Hurt versus Harm
Several years ago I asked my mother to help me pluck hairs from my nose, my eyebrows, and chin (yup, I said it, there is unfortunately hair there as well.) We were bickering about this and I asked her why she could not just take the tweezers and pluck one measly little hair out from me. And she just couldn't. It came out that that she could not bear the thought that she would hurt me. This kicked off a discussion of hurt versus harm with her but for her it boiled down to she still just couldn't.
A year or two later, my (fixed) tom cat had been in a fight with another cat and when he came in we had some work we needed to do on him to keep him health. A scab had formed where he had been bitten but the bite was infected and we needed to take the scab off to clean the wound and then to put medicine on it. He had been harmed so we were going to have to hurt him to heal him. It would have harmed him more if we had not cause him hurt.
If you body has cancer, a Doctor can give you pain medicine, which will mask the problem but never actually heal you, so you die of your ailment but feel ok; or a doctor can give you surgery and medicine which will hurt you but may save your life in the long run.
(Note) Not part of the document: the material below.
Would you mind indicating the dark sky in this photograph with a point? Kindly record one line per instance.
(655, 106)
This is true for our soul too.
I remember hearing that if you respect someone you will not lie to them. While I agree with this to a point, I think it may be a bit more complicated. As an abuse survivor, I find that I felt compelled to lie to protect myself from harm. It is a self preservation function as well as a respect function. If you have been abused and are now in a relationship where you are safe now it becomes a trust function. When you finally feel safe and you trust them, then it is a respect function. If you live with a trauma or abuse survivor and you want truth, you are going to need to take into consideration their fear triggers, you are going to need to make it safe for them to speak truth. You are going to need to listen past the words to hear then intent. That last one is important really in all situations not just survivors. Listen past the words and the feelings, and hear the intent.
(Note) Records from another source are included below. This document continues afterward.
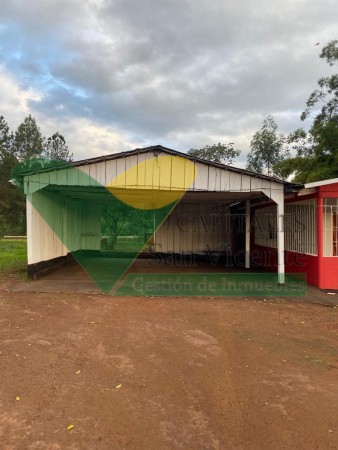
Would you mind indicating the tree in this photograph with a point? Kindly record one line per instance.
(55, 148)
(12, 201)
(219, 153)
(317, 150)
(28, 141)
(119, 218)
(267, 148)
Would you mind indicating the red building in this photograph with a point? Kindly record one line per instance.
(311, 234)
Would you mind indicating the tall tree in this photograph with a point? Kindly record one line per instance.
(5, 137)
(12, 201)
(55, 148)
(317, 150)
(219, 153)
(267, 148)
(28, 141)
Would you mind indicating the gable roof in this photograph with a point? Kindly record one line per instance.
(160, 149)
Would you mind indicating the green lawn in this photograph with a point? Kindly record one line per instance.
(13, 258)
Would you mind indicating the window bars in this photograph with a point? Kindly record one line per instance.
(330, 227)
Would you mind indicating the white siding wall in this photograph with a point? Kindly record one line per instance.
(45, 233)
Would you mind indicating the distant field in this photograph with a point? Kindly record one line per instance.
(13, 257)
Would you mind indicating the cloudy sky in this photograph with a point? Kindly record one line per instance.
(112, 75)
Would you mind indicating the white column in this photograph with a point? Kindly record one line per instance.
(280, 240)
(247, 234)
(30, 229)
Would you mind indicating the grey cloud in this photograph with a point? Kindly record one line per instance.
(176, 71)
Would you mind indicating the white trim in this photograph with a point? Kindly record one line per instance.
(321, 183)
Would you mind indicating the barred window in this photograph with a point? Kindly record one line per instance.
(330, 227)
(300, 227)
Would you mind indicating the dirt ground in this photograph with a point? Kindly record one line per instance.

Humorous example: I had a work bestie at one of my jobs and she was engaged to be married. They both worked in the office with me and it was merely weeks away from the wedding. It was a second marriage for both of them and emotions were running high. Well he came over to her desk, which was across from mine and made a quip that went over like a lead balloon. She totally freaked on him. I did not have the emotions of a wedding to deal with and heard something much more benign. I was able to hear the intent and not the words. It's easy to get riled up at words. It's a lot hard to slow down and hear what they are trying to say or ask questions to get a more perfect answer.
In the environment that cultivated my trauma, I had to choose my words very carefully, they could instantly trigger a violent response or an extreme emotional response. It wasn't for lack of respect, but to this day, I tend to be very cautious even when I am with people who are safe to me. And even with people who are safe to me, I am whether I am conscious of it or not, always evaluating if they continue to be safe.
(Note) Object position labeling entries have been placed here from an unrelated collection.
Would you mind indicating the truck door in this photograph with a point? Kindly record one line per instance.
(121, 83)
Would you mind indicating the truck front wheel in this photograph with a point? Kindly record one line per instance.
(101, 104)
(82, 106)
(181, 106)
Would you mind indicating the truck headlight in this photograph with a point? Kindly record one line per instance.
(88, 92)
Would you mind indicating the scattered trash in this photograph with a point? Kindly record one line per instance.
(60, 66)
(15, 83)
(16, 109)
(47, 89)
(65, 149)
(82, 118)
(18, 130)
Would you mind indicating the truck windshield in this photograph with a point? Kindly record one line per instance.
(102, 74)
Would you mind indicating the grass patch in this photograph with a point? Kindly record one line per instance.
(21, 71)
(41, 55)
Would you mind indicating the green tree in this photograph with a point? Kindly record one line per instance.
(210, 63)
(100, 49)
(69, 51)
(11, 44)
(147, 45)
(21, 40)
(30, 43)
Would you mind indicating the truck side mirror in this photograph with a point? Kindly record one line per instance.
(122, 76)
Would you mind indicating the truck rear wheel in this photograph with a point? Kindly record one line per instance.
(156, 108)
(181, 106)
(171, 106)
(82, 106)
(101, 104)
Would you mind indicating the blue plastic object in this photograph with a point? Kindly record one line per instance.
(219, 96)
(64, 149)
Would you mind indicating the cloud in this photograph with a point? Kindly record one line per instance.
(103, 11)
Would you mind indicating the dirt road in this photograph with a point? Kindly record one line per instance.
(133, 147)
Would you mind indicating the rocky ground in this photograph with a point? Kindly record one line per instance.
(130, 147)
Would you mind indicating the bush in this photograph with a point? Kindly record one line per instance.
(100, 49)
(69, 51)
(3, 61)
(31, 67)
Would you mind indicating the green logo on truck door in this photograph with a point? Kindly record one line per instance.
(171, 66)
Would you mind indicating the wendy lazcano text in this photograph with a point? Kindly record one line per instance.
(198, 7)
Here is where hurt versus harm becomes important. You and I need to demonstrate that we never want to harm and that our activities, words, and actions are never with the intent to harm. If we cause unintended harm we have to fix it. Hurt is inevitable. We have to prove that the hurt is there for healing, health, and safety, and that it is not useless pain. Useless pain is harm.
Hurt is a pain that leads to something good, healing, understanding, protection of someone we love, etc. Sometimes we have to hear things that hurt so that we can grow, just like having cancer taken out of our bodies.